Feature Type Description
labor_force int64 Available Labor Force
employed int64 Employed Population
unemployed int64 Total Unemployed population
unemployment_rate float64 County unemployment rate

Conclusion

Multivariate Regression Models drastically outperformed Univariate Regression Models, confirming that the inclusion of state and sex strengthens the relationship. RandomForest and GradientBoost Regressors performed the best, but didn't respond well to hypertuning. All had RMSE that was very low, so we can have high confidence that these variables have established relationships, though we cannot say for certain anything about causality (which was not the purpose of this exercise anyways).

KMeans Clustering was an interesting exercise - 4 clusters yielded the highest silhouette scores, while including labor_force drove up SIL score to over 0.8. Including unemployment_rate but not labor_force did not yield similarly impressive results.

I think this exercise holds promise for identifying areas that have similarly and disproportionately burdened by alcohol abuse and mortality by self-harm. Potential applications include regionally targeted interventions that could aim to address multiple public health problems at once for certain geographies.

Next Steps

In future iterations on this theme, I would ideally find more recent data that is more complete across all sources.
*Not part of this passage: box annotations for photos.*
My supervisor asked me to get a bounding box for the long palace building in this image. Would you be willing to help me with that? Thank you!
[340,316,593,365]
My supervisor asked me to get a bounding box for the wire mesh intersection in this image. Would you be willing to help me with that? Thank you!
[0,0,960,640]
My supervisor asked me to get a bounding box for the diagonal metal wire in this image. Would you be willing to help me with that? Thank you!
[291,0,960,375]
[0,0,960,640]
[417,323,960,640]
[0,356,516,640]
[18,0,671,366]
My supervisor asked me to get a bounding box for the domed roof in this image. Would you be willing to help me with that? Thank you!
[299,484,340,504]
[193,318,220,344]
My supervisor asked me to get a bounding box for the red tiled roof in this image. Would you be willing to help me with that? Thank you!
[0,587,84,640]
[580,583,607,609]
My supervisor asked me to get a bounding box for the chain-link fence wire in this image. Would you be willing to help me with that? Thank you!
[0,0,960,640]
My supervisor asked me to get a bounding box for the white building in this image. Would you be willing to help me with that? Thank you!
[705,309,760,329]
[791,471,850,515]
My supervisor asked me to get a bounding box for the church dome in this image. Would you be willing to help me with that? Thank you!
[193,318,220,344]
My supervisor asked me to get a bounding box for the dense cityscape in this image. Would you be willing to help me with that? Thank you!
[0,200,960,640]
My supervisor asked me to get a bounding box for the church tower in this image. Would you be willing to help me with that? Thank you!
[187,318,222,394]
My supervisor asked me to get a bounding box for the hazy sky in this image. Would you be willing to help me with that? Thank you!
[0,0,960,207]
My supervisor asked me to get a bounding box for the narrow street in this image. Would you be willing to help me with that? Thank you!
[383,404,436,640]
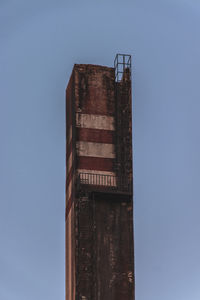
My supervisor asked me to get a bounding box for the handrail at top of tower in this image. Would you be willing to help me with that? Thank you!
[77,173,132,193]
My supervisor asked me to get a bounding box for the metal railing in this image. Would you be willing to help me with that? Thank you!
[114,54,131,82]
[77,173,132,193]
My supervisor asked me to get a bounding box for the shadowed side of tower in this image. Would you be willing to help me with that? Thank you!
[66,55,134,300]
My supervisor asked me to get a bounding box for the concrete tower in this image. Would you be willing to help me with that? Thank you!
[66,54,135,300]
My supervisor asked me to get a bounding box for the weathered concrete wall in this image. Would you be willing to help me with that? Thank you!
[66,65,134,300]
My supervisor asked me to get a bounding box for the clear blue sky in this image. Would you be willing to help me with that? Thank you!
[0,0,200,300]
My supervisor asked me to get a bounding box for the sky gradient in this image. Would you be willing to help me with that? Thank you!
[0,0,200,300]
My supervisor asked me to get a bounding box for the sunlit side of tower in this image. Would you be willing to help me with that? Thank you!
[66,54,135,300]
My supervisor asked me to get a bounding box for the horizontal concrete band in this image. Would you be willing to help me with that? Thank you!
[76,128,114,144]
[76,141,115,158]
[77,156,114,172]
[76,113,115,130]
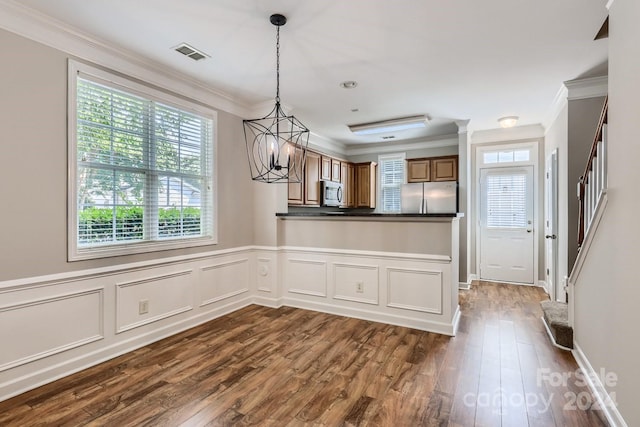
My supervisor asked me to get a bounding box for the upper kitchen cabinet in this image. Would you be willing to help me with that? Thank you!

Based on trends observed in selfharm mortality and heavy/binge drinking prevalence on the choropleth maps of US counties, there seemed to it intuitively seemed that disproportionally affected areas are those that have little sunlight and/or harsh winters. Future models might explore the strength of the relationship between total yearly hours of sunlight and selfharm mortality.

Additionally, I'd like to create an interactive application that allows users to select which variables to cluster and visualize the results. Because of the sheet size of the dataset, for this app to function at acceptable speeds some utilization of databases or AWS would be appropriate.